I should probably re-check the performance since I added a lot of features which I haven’t benchmarked yet.
Auto-Detection#
One feature I’m particularly happy with is the auto-detection system. When you point geotiff2pmtiles at a GeoTIFF, it examines the file structure and GDAL metadata to automatically configure the right processing pipeline:
- Float GeoTIFFs (e.g. Copernicus DEM) → Terrarium encoding for elevation data
- Multi-band satellite data (Sentinel-2, PlanetScope, HLS, Google Earth Engine exports) → automatic band ordering (RGB from the right bands), linear or log rescaling from the detected value range
- Categorical rasters (e.g. ESA WorldCover land cover) → mode resampling to preserve class values
The detection reads per-band DESCRIPTION and SCALE/OFFSET items from GDAL metadata (TIFF tag 42112), with fallback to dataset-level strings like "bands". For most common satellite products, you can just run geotiff2pmtiles input.tif output.pmtiles and get sensible output without specifying any flags.
pmtransform#
The project includes a companion tool, pmtransform, for modifying existing PMTiles archives without going back to the source GeoTIFFs. It operates in three modes:
- Passthrough - raw byte copy, no re-encoding. Used when only metadata changes.

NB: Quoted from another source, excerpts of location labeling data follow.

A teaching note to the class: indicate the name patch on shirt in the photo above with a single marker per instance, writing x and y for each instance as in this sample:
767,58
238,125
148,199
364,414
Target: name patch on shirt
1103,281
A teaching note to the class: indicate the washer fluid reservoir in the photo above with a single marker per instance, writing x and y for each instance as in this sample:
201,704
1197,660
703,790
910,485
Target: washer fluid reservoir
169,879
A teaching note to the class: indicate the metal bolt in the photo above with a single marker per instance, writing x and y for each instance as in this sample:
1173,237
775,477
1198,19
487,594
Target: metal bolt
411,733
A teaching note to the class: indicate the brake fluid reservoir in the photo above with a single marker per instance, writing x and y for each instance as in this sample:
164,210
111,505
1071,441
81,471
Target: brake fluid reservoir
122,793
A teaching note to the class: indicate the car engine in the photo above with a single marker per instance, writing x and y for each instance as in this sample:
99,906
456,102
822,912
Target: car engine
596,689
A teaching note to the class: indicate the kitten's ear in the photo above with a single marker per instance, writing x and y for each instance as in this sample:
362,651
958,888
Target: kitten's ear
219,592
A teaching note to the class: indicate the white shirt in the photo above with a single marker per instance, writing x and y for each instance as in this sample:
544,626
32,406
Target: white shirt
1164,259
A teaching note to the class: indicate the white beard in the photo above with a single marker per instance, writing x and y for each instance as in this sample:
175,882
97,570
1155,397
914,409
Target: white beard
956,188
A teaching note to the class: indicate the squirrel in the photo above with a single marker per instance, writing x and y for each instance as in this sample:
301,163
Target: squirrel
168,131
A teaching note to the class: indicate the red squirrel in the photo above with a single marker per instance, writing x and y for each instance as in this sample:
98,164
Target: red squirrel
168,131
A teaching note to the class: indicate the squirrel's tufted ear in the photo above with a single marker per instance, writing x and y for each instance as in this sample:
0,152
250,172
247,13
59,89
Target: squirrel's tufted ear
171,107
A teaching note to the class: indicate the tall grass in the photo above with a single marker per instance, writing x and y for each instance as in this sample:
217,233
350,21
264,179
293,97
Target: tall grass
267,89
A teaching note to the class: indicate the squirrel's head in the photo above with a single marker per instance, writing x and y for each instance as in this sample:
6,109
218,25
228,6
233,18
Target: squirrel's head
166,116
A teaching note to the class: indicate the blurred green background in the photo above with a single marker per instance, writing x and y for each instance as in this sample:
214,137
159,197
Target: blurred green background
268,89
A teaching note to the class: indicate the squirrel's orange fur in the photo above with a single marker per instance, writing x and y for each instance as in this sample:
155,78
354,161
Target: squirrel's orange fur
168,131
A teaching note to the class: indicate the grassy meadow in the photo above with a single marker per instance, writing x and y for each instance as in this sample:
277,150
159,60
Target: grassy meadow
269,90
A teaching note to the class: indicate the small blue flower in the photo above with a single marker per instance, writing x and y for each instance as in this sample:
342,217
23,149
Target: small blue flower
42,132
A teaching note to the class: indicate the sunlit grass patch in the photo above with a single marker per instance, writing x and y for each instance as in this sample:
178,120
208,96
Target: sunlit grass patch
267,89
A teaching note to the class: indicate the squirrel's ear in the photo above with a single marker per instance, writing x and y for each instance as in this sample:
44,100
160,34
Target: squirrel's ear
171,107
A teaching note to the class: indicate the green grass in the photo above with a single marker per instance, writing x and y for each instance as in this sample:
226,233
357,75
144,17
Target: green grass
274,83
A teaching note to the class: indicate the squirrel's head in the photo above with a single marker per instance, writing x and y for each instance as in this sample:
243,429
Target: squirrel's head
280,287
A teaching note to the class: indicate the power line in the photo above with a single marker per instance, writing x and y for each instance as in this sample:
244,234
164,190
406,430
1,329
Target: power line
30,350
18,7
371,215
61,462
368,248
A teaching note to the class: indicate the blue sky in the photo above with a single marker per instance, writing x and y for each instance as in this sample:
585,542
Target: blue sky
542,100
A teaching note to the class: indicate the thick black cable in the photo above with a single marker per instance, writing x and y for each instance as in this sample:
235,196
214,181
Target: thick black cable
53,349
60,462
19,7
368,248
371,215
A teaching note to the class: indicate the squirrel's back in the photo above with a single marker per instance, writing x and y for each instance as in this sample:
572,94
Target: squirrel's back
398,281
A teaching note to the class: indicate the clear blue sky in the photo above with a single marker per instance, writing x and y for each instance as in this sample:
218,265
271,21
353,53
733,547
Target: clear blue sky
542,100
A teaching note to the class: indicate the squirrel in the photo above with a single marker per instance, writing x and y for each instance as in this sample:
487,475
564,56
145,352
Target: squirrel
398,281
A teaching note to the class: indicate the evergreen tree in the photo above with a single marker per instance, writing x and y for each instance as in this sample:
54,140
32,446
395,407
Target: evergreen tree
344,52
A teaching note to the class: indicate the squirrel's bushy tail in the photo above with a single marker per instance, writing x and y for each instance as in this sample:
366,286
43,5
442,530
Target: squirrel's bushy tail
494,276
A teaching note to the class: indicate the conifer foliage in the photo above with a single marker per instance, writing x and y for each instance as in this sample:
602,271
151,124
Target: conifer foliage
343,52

- Re-encode - decode and re-encode tiles with a new format or quality setting. Useful for converting a JPEG tileset to WebP, or applying a fill color to empty tiles.
- Rebuild pyramid - full pyramid reconstruction from the max-zoom tiles. Required when changing zoom levels or resampling methods.
Since the PMTiles v3 header doesn’t store tile pixel dimensions, pmtransform decodes a sample tile at max zoom to discover the tile size before processing. Transform provenance is tracked in the PMTiles description field, so the full processing history is preserved across multiple transformations.
Source Code#
The project is open source and available on GitHub: pspoerri/geotiff2pmtiles.
Pre-built binaries for Linux and macOS (amd64/arm64) are available on the releases page. Windows is not supported due to the reliance on mmap.